Сестрички взялись лихо и споро за дело, практически не переговариваясь, лишь в некоторых местах вступали в дискуссию, освежая друг у друга в памяти отдельные моменты. Это внушало уважение и пробуждало неподдельный интерес. Ну и само собой некоторое беспокойство.
— Эй, сестренки! — Я окликнул бабуль, прерывая их. — Не знаю важно это или нет, но Адель весьма недовольна!
Призрак девушки метался по комнате с непонятной смесью страха, паники и наполнял пространство перед моим взором какой-то суетой. Временами мне даже казалось, что легкий ветерок касался моего лица, когда она проплывала вблизи меня.
— Что? — Априя с прищуром осматривала комнату.
— Что она делает? — Мила Хенгельман подошла ко мне, касаясь рукой лба.
— Она что-то пытается сделать с амулетом. — Я указал рукой на рисунок, что высыпали и вычерчивали на полу старушки.
— Что именно?! — в один голос выкрикнули они, тут же кинувшись к своим кругам.
— Вон тот узел. — Я с трудом попытался повернуться, чтобы удобней было показывать. — Нет, не здесь, вон тот малый замкнутый контур в правом верхнем углу.
— Вот шельма! — выругалась Априя. — Замкнула наш переход на Цепь Рафата!
— Здесь тоже, Апри, — подала голос Мила. — Стерт переход с Луча Смерти на Око Тьмы.
— Да кто она такая?! — всплеснула руками Априя. — Где вы раздобыли такую жуть?
— Это ты не у меня спрашивай. — Мила, упав на колени, вновь отсыпала какой-то невидимый мне с моего ложа узел. — Это он ее откуда-то припер!
— Не виноватая я, он сам ко мне пришел! — на автомате выдал я.
— Что еще? Говори, Улич, — повернулась ко мне Априя.
— Вон там от стены, где угол на привязку планет, — услужливо тыкнул я пальцем, похваставшись кое-какими своими знаниями. — И вот здесь у ног, где соединяете потоки на вон ту петлю сбора.
— Да что же это такое-то? — Мила упала в кресло, безвольно опустив руки. — Я о таком даже не слышала!

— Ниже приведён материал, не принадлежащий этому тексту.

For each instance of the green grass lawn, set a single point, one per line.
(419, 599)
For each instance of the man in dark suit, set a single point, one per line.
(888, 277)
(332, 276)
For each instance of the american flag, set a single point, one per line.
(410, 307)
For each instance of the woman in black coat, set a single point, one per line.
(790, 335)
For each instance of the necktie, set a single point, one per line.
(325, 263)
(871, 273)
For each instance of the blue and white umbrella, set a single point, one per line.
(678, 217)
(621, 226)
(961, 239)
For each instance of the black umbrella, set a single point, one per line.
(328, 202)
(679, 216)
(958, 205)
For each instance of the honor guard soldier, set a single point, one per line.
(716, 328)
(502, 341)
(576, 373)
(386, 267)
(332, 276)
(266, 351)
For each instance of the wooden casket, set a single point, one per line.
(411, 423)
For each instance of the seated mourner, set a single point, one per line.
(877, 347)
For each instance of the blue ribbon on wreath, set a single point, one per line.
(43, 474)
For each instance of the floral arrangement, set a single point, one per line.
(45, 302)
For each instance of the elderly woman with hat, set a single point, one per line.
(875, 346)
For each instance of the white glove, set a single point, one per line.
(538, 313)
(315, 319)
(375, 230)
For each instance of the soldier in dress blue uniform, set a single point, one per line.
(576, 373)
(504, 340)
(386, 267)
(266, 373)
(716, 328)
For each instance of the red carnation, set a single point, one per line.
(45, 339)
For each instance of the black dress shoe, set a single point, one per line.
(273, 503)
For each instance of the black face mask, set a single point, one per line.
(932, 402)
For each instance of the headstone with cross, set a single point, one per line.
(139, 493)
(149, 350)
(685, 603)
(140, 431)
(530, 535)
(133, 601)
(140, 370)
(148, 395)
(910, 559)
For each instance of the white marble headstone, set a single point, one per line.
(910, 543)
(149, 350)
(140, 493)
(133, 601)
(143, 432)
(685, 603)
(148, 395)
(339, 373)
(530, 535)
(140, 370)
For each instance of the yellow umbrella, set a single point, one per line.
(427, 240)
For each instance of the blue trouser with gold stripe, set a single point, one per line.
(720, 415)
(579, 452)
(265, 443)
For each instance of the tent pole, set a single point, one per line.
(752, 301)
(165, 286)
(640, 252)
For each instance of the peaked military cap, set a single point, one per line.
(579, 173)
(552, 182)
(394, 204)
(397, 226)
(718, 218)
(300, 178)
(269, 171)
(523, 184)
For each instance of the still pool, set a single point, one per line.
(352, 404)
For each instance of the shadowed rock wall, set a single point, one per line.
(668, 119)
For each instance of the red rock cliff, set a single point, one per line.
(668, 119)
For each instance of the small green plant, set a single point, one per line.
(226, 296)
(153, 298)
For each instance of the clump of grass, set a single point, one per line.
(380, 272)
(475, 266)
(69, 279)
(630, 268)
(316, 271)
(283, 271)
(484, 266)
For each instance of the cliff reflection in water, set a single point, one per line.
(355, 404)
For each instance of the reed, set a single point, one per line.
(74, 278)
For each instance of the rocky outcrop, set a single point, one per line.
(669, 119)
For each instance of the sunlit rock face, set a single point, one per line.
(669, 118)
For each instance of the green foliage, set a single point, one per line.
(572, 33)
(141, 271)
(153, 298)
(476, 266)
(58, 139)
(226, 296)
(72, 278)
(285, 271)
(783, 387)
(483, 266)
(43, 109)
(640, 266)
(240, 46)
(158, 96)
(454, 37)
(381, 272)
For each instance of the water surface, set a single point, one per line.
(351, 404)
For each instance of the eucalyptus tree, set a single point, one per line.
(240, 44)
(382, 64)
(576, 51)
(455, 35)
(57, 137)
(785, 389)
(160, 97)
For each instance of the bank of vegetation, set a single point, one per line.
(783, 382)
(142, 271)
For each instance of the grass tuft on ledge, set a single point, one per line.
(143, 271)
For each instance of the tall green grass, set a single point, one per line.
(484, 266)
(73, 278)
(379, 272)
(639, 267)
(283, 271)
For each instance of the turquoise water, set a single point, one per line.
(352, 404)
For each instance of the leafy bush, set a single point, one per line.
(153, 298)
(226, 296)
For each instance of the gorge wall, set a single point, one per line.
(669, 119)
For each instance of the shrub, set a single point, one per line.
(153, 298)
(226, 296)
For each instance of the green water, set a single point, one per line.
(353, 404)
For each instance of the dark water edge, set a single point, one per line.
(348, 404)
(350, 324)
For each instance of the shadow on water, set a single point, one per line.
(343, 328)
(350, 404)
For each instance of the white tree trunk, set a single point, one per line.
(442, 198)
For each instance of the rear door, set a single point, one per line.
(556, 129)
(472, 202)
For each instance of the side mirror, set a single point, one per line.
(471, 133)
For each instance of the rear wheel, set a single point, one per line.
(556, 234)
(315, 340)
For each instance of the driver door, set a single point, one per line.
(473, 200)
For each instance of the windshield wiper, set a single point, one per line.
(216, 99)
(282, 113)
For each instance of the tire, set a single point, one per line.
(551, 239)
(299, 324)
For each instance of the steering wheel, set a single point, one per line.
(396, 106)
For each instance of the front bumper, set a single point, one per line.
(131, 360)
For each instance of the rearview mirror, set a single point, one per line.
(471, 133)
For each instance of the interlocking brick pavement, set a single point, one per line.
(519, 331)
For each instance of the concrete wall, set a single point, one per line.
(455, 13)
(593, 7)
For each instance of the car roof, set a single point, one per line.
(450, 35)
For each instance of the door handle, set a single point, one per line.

— Пожалуй, и никто во всем белом свете о таком не слышал. — Рядышком присоседилась ее сестра. — Даже дьесальфы относились к естественным призракам как к вымыслу, легенде. Я просто не знаю, что и сказать.
— А я знаю! — Сердито топнула ногой Мила, подскакивая со своего места. — Она должна была уйти, так как привязка ее на того юношу исчезла! Значит, мы должны найти ее новый якорь в этом мире! Пусть не думает, что сможет нам спутать все! Ульрих, немедленно сознавайся, что у тебя от той девки осталось! Ведь знала же, старая, что за тобой нужен глаз да глаз!
— Там. — Я, устало прикрыв веки, откинулся на подушки, не желая видеть молящий взгляд девушки. — В нижнем ящике стола, за папками лежит шкатулка. Там.
Ох и взгляд у нее. Не могу, прямо душу чертовка рвет на куски. Ладно бы сторонней была, ладно бы не знал, не видел, но я там был, был в тот день и тот час, когда эту молодую, по сути еще не знавшую жизни девчушку заживо замуровали в камень. Ни за что. Просто потому что судьба и непокорность сыграли свою глупую роль.
Лишь бы не кричала.
Бабушки извлекли из стола обитую серебром шкатулку, доставая из нее тонкой замысловатой вязи красивый дамский браслет.
— Ага! — Априя даже хлопнула в ладоши.
— Ну-да, ну-да, — хмыкнула Мила. — Вот же она точка невозврата, вот она жемчужинка смертельной тьмы.
— А ну-ка если вот так сделать. — Априя сплела незримую паутинку заклинания, набрасывая на браслет. — Что скажешь, Улич?
Ей больно. Проклятие, ей больно! Я широко открытыми глазами смотрел на помутневший контур девушки, отчаянно заламывающей руки и раскрывающей рот в беззвучном крике.
Лишь бы не кричала.
Как тогда, когда ее тащили с мешком на голове к той проклятой стене. Господи, что же так херово-то на душе?! Что я вообще такое говорю? Лишь бы не кричала? Именно так про себя в тот день просил ее эту девочку ее горе-возлюбленный, наблюдая за ее последними минутами?